Vejamos: no que diz respeito à primeira frase sugerida, não poderá ser usada vírgula antes do marcador de negação não, pois, neste caso, apesar da inversão verificada, a negação continua a ter «escopo sobre o predicado» «comprou frutas» (Maria Helena Mira Mateus, Gramática da Língua Portuguesa, 2003, p. 771). No fundo, a ordem mais comum dos constituintes na frase em análise seria «Ela não comprou fruta, mas [comprou] legumes». Ora, sendo assim, se a configuração frásica *«Ela não, comprou fruta, mas legumes» é agramatical, já que «os termos essenciais e integrantes de uma oração [se] ligam [...] sem pausa não podendo ser separados por vírgula» (veja-se esta resposta), a construção *«Ela comprou, não fruta, mas legumes» será igualmente, por maioria de razão, agramatical. Neste caso, a inversão verificada servirá para, por motivos que dependerão do contexto comunicacional em que a citada frase se inserirá, chamar a atenção do interlocutor justamente para o facto de não ter comprado fruta, isto é, para a negação e para a íntima relação que esta estabelecerá com o complemento directo «fruta». Já a utilização da vírgula antes da conjunção coordenativa adversativa mas, na mesma frase, me parece aceitável, em linha, aliás, como o recomendado por Cunha e Cintra (Nova Gramática do Português Contemporâneo, pp.643/644): «Emprega-se ainda a vírgula no interior da oração [...] para separar as orações coordenadas sindéticas, salvo as introduzidas pela conjunção e — Não era velho, mas parecia nunca ter sido novo».1
A segunda frase proposta pela consulente apresenta — na forma e no conteúdo — diferenças substanciais em relação à primeira. No que diz respeito à forma, estamos perante uma estrutura correlativa aditiva (e não perante uma conjunção adversativa, como acontecia na frase anterior), podendo, deste modo, a locução «não só... mas também» ser substituída pela conjunção coordenativa copulativa/aditiva e: «Ela comprou fruta e também legumes», o que faz com que a vírgula antes do mas, neste caso concreto, seja claramente opcional (veja-se, de novo, esta resposta). No entanto, reitere-se que, nesta frase, o recurso à virgula antes do marcador de negação não continua a ser agramatical pelos mesmos motivos que impediam o seu uso no enunciado anterior, pois a inversão de elementos frásicos é, nos mesmos moldes, também aqui, uma evidência («Ela não comprou só fruta...»). Quanto ao conteúdo, as diferenças parecem-me claras: neste caso, o enunciador explicita que, para além da fruta, comprou também legumes, chamando a atenção para o facto, através do recurso à inversão já analisada, de não se ter limitado a comprar apenas fruta, o que talvez possa ser considerado surpreendente para o emissor desta mensagem.

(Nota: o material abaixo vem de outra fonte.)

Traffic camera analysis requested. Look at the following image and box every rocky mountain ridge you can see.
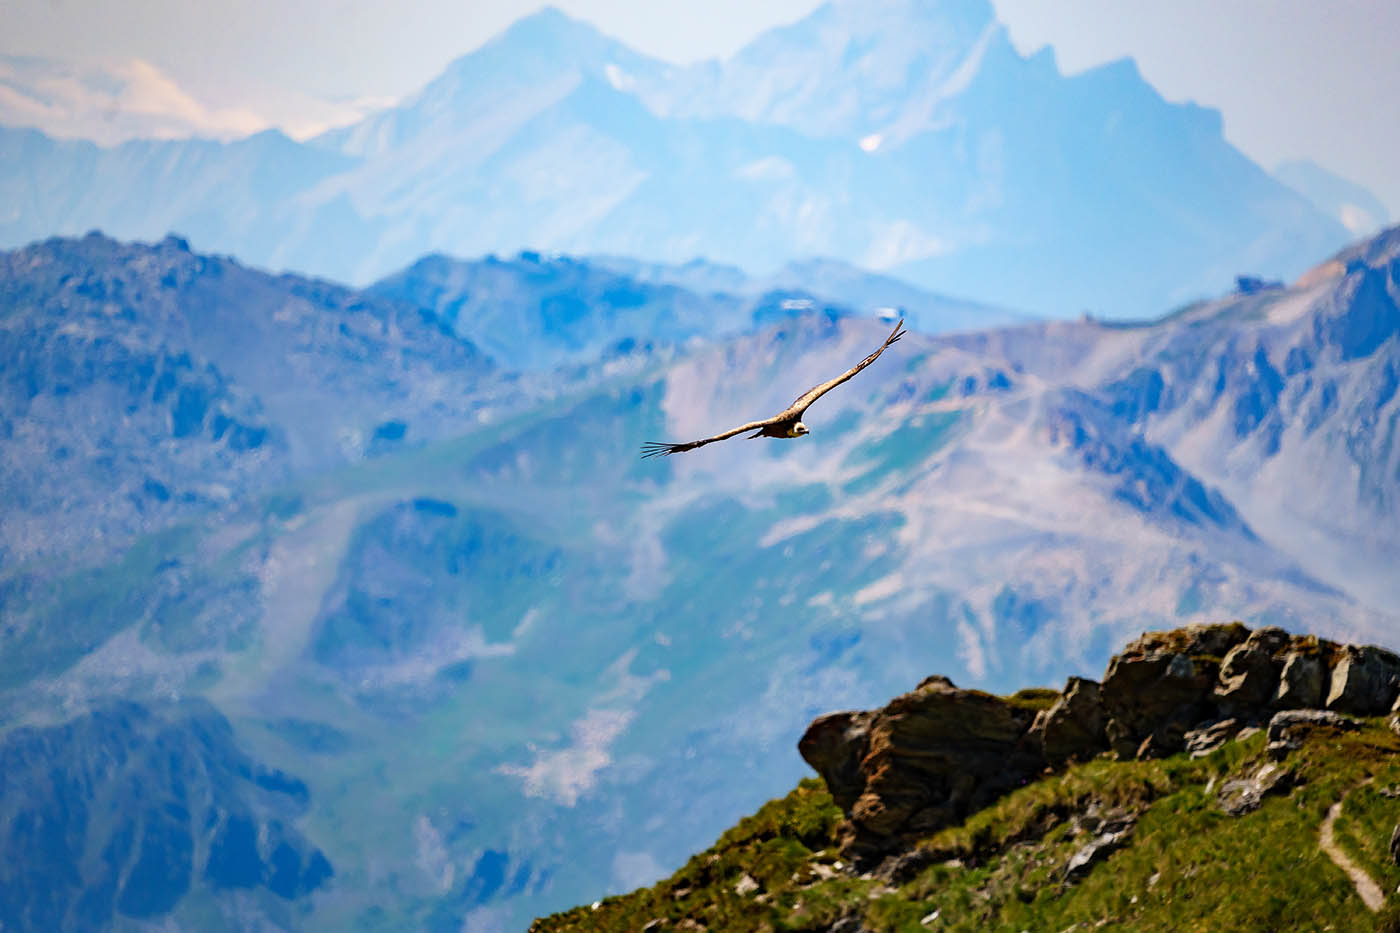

1 Note-se, porém, que Mateus e outros (op. cit.), por exemplo, não seguem esta regra estipulada por Cunha e Cintra, pelo menos no que diz respeito ao caso específico da conjunção mas, quer ao nível dos exemplos utilizados, ex.: «Eles partiram para o Algarve mas não foram de férias» (p. 553), quer ao nível do próprio discurso autoral, ex.: «Note-se que este tipo de restrição não é válido para todas as elipses mas apenas para aquelas que apresentam um elemento lexicalmente realizado [...]» (p. 554).